La campagne chaotique du candidat illégal à un troisième mandat anticonstitutionnel l’a conduit samedi matin à Obock, ville martyre et laboratoire des injustices du régime patrimonial institué depuis l’indépendance.

Malgré les liasses de billets et autres ballots de khat généreusement distribués depuis quelques semaines par un ministre de la région en mal de promotion, la population d’Obock a dignement ignoré le cirque présidentiel.

La fédération locale de l’ARD a tenu à organiser une bruyante manifestation anti troisième mandat illégal au centre ville. Ce qui a fortement déstabilisé les sbires locaux et autres dépêchés de la capitale qui ont voulu étouffer la contestation en lâchant des militaires enragés contre les paisibles manifestants de l’opposition.

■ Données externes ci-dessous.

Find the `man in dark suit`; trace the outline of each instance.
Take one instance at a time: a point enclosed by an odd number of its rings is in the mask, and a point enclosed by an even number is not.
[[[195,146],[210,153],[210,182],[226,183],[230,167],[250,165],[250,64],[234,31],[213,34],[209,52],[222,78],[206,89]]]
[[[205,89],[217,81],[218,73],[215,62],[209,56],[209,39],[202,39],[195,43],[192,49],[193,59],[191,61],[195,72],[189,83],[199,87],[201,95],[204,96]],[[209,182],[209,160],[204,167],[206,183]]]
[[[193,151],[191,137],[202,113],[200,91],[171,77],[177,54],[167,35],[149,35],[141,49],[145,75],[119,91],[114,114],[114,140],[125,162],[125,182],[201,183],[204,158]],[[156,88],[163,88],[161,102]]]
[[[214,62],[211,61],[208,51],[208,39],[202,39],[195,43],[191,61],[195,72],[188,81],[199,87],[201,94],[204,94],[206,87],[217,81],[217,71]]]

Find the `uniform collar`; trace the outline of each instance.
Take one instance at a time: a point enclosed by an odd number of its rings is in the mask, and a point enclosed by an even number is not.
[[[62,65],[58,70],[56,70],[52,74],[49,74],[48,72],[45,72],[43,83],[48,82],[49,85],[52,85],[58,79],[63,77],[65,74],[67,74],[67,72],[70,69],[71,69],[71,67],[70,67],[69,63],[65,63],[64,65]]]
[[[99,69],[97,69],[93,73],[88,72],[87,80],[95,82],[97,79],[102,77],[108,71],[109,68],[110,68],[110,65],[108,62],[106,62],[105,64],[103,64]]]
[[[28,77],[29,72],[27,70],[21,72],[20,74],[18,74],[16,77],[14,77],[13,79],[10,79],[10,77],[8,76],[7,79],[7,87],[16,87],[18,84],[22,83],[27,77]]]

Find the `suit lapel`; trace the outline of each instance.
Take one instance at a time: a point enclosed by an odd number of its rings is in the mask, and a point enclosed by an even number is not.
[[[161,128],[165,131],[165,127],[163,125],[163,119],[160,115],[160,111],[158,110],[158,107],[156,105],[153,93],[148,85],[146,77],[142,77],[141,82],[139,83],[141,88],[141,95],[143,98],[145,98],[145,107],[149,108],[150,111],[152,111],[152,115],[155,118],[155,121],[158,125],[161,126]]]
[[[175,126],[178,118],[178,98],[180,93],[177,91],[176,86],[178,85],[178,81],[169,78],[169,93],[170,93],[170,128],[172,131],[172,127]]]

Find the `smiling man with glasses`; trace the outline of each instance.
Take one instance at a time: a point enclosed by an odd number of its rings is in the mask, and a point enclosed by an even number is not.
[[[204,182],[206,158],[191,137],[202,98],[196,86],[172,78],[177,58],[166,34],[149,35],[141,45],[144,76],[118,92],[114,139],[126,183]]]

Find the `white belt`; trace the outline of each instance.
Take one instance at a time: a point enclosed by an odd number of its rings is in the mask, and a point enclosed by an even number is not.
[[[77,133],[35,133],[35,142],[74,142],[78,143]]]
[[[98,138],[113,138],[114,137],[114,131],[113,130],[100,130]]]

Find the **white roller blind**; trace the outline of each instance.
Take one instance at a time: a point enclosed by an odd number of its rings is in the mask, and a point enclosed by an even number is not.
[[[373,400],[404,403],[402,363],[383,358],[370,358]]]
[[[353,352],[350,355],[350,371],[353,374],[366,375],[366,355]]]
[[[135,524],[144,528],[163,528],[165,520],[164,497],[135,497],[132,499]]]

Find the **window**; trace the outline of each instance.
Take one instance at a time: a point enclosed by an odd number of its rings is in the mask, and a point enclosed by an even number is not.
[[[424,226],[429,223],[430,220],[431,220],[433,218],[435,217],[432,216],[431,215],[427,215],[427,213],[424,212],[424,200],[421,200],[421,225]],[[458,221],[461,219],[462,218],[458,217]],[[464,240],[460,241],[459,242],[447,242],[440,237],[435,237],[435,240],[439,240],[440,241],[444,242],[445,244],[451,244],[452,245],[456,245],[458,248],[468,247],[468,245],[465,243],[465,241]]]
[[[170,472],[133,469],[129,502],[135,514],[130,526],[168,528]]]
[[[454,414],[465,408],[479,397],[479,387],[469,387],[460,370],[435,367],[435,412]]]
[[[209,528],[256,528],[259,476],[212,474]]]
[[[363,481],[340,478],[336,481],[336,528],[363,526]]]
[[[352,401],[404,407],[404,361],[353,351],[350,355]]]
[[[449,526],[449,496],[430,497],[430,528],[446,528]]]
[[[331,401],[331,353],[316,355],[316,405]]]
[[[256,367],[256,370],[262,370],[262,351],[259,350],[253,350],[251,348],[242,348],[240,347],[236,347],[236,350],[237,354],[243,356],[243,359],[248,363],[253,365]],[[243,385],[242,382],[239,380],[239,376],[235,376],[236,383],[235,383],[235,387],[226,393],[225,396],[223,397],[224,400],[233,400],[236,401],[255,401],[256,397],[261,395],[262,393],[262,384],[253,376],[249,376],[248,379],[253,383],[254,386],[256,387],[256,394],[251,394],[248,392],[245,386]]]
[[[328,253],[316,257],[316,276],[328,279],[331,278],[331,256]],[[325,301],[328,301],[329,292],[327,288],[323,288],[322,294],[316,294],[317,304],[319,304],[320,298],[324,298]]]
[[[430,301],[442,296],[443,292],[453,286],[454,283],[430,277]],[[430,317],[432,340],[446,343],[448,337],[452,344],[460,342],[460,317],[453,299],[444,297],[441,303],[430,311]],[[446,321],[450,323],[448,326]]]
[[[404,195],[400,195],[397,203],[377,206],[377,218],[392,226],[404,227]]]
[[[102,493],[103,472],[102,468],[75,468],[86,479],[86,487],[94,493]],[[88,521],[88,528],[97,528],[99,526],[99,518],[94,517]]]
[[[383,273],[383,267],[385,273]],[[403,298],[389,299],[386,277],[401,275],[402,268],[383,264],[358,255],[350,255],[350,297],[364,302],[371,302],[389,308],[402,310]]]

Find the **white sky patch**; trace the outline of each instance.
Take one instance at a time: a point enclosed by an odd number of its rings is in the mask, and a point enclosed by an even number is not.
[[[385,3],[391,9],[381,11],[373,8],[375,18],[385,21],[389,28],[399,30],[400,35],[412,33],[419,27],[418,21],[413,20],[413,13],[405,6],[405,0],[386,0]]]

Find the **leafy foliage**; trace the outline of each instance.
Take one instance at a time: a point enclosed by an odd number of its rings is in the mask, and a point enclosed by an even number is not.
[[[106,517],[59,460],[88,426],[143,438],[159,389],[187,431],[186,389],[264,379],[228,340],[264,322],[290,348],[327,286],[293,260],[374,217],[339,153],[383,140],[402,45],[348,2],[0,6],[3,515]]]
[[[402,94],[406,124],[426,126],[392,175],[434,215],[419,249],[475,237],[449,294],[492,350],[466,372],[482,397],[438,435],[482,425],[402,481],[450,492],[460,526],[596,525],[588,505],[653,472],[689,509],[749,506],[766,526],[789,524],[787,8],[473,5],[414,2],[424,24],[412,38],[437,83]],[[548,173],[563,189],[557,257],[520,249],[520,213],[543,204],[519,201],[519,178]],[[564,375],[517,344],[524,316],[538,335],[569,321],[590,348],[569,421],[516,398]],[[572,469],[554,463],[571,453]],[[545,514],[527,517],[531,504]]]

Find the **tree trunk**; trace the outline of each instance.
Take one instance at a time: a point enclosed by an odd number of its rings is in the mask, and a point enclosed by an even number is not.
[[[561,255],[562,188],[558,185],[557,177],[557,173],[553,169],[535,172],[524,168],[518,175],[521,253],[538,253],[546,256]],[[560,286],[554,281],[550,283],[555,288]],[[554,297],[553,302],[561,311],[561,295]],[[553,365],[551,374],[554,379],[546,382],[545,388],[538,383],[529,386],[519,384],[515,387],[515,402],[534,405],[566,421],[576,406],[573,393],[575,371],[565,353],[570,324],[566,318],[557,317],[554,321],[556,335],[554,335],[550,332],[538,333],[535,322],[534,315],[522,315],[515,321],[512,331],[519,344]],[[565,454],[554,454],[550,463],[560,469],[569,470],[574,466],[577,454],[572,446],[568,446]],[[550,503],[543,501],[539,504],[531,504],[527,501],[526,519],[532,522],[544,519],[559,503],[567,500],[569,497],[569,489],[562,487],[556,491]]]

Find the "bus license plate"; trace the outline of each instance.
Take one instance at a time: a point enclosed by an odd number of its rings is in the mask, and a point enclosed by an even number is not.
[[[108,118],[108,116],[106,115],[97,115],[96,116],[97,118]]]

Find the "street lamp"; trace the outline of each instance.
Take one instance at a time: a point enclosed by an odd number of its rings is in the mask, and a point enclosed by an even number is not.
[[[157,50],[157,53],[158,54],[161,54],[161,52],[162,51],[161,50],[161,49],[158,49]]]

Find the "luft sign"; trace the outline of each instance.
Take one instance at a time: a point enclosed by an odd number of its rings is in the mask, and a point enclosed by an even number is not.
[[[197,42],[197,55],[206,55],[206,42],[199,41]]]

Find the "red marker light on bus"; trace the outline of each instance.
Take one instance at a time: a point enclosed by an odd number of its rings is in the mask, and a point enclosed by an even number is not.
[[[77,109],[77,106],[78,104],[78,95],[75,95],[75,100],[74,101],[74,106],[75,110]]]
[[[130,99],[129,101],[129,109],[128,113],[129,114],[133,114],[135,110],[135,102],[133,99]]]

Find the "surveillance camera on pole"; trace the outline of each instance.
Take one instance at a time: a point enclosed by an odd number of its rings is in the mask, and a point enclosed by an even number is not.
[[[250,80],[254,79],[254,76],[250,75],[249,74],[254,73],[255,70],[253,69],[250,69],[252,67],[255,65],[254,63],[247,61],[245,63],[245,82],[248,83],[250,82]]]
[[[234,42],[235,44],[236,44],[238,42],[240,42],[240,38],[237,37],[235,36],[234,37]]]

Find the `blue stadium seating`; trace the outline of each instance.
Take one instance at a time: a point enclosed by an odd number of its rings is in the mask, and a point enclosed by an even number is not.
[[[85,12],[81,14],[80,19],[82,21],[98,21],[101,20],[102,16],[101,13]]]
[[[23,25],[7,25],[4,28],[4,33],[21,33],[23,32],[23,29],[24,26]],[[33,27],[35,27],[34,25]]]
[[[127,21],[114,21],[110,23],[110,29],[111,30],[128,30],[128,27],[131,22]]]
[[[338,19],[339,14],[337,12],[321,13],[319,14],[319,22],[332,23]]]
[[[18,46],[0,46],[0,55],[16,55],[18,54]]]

Au cours de la bousculade musclée, les prédateurs armés ont finalement battu en retraite, confisquant au passage quelques banderoles et mégaphones. Aux dernières nouvelles, cette protestation des Obockois aurait fortement perturbé le candidat illégal qui serait reparti plus tôt que prévu, constatant que la population de ce district sinistré n’était surtout pas disposée à écouter ses balivernes, car intimement convaincue que l’Emir de Haramous est le principal responsable du malheur du peuple djiboutien.

Ainsi va la campagne chaotique du candidat solitaire de 2005 et illégal de 2011, coupé du peuple, il en est réduit à défiler partout devant quelques centaines de figurants fatigués pour les besoins de la RTD quant il ne convoque pas JEUNE AFRIQUE à coup de centaines de millions de nos francs d’argent public.

Pour sa part, la fédération ARD d’Obock exige la restitution immédiate du matériel de sonorisation arraché des mains de ses militants par les prédateurs armés du régime. La lutte continue, et à Obock, comme partout sur le territoire national, un seul slogan reste de mise : “Dégage IOG”.